A quick sense of humor is surely one of the happiest of mortal possessions. It saves a man from many a bitter fall consequent upon his taking himself too seriously. He who has learned to laugh at himself is a near neighbor to happiness, for vanity never increases beyond the danger-point in the truly humorous man. A kindly feeling for the ludicrous easily smooths away the sharp edges of disappointment and humiliation, and the wise man draws back from many an act and many a speech which passion or even calculation dictates, but which humor instantly represents to him by an image as undignified and absurd. Humor also, which is inseparable from tenderness, illuminates for us the cranks and eccentricities of our neighbors, so that we are attracted by them rather than repelled. It is the source of that joyous spirit of tolerance which is a necessary condition of happy living. Through it we learn to find our delight in the mere sound and spectacle of life.

The season at which happiness is most fully within our reach is not, it seems to me, the season of youth, so much extolled, but rather that of early middle age. We have passed through our period of storm and stress. We are no longer torn by the deep agitations of youth. With the full capacity to enjoy, our mental and spiritual faculties are settled and matured. We are in a position to appreciate experience, to digest and make the most of it. Moreover, the soul is stored with memories, a possession of which few of us sufficiently avail ourselves, or realize the value. It is in memory, the recollection of things adventitious or episodical, that our deepest and securest pleasures consist. Let us illustrate this by a parable.

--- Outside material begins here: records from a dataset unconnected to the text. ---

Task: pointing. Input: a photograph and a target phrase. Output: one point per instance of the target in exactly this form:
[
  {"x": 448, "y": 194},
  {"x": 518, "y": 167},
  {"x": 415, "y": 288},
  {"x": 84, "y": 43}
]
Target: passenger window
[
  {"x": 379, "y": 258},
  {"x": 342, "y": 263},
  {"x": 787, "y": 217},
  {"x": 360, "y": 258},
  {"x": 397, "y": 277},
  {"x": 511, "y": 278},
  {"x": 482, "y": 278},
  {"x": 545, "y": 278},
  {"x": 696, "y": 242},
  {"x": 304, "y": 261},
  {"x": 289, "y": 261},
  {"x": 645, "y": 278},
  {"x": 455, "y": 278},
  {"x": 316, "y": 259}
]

We paddled into a little lake—I and my friends—in our Indian birch canoe. We were hungry, and we wanted fish. We found a tanned and wrinkled trapper at the door of his cabin, and questioned him as to the waters. There had once, he said, been many gray trout there, but now they were all gone, and we must look for them in the next lake. We portaged and passed into the next lake. We found there another trapper, thin-lipped, and with deep-set furtive eyes, who told us that the gray trout had descended into the deep waters and could only with great difficulty be caught, but that there were many in the next lake. Into the next lake we portaged and passed, only to learn that the gray trout must be sought in a lake still farther beyond. On we went from lake to lake, till we had lost ourselves in the wilderness, but we never found the gray trout. Not the gray trout, indeed; but how many other things were conferred upon us, things vital and beautiful, a store of inextinguishable reminiscence! Years afterward we remembered the rare brown water, deep and dark, in the cool abysses of lakes, golden and glowing at mid-day over the rocks and shallows; the tingling forest air; the solemn and fane-like pine woods; the morning mists reeling before the sunrise into rosy shattered spirals; the cold and lonely nights, near and radiant with stars; the passing of the loons above us; voices of the Northern solitude, weird and disconsolate; the ringing of the axes of woodmen at dawn hewing a path in the unbroken wilderness. These and many other things we remembered afterward with luxurious joy, when the gray trout were no longer a care to us.

So is it with happiness. We spend long lives in the pursuit of objects which we seldom attain, but always before us are the glories of anticipation, and behind us the magical playhouse of memory. Let us therefore cultivate a mood of the utmost spiritual openness. Let us not be exacting with life, nor demand too much of the present hour. Let us be content if we lay up for ourselves treasures of fruitful memory; for there is an alchemy in the imagination which can brew pleasure out of the most unpromising material, and gleams of a curious sunshine will some day fall even upon the recollection of our darkest miseries.